Gov. Henry McMaster wants to replace the defined-benefit retirement plan currently offered to state employees with a defined-contribution plan like the 401(k) programs offered by many private employers. As an economist and a retiree in the system, I support this recommendation.
First, some history: In 2012, the Legislature passed a law that was supposed to eliminate South Carolina’s $15 billion retirement shortfall by 2044. Then-Gov. Nikki Haley promised that while future state employees would contribute to the retirement fund at higher rates, current employees and retirees would get “what they were promised.”
Well, not really.

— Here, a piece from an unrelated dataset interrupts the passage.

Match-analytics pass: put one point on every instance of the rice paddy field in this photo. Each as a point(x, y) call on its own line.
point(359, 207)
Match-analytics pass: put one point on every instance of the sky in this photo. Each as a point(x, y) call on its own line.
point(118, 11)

Before 2012, retiree benefits were customarily adjusted to compensate for inflation. Under the 2012 reform, state retirees were guaranteed a 1 percent annual cost-of living increase — a guaranteed bad outcome. If inflation is more than 1 percent — and at the time it was projected to average 2.75 percent into the indefinite future — retirees would see the real (inflation-adjusted) value of their pensions decline steadily. A retiree suffering the misfortune of living 30 years in retirement would see the purchasing power of her annual pension benefit decline by 40 percent. That disappearing pension is not a gift bestowed by the state, but deferred compensation for services previously rendered.
Lawmakers would argue that because higher cost-of-living increases were not guaranteed, no promises were broken. However, paying pensions in depreciated dollars breaks a bond secured by custom, trust and goodwill.

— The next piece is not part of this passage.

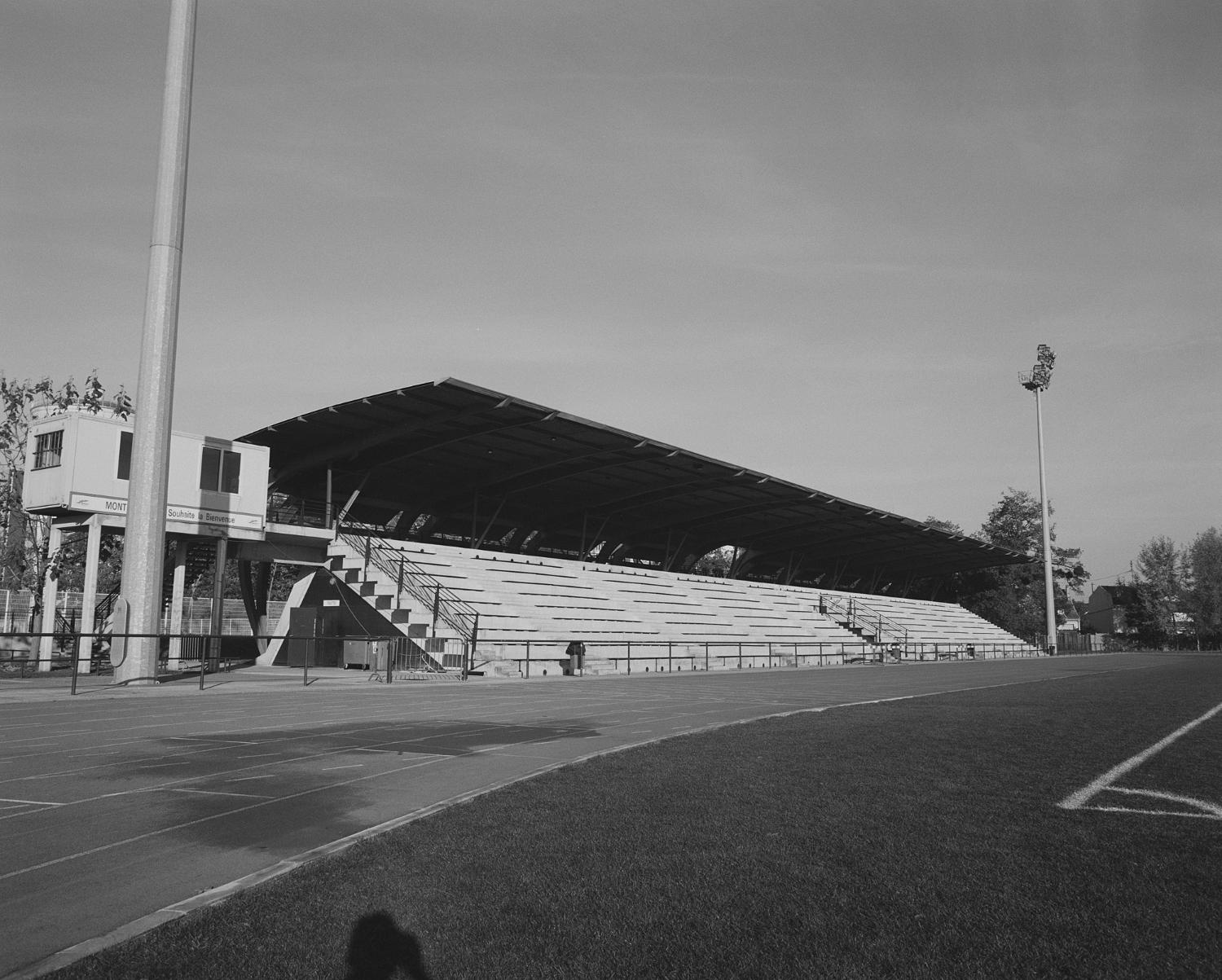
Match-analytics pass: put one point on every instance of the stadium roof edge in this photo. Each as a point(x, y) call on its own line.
point(428, 452)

Since 2012, inflation has been below the 2.75 percent forecast, so the damage hasn’t been as great as it could have been. But the retirement system needs another fix, and Gov. McMaster wants to cut the annual cost-of-living adjustment to zero. That is, he advocates breaking an explicit promise made to retirees just five years ago.
In an Aug. 15 letter, one state employee said, “I know I can rely on my defined-benefit pension” and it would be wrong to switch to “risky defined-contribution plans.” Regrettably, she is wrong. You cannot rely on a defined-benefit plan whose real purchasing power falls every year. And while defined-contribution plans have risks, over a lifetime the values of stocks and bonds in a 401(k) plan are likely to do better than keep up with inflation.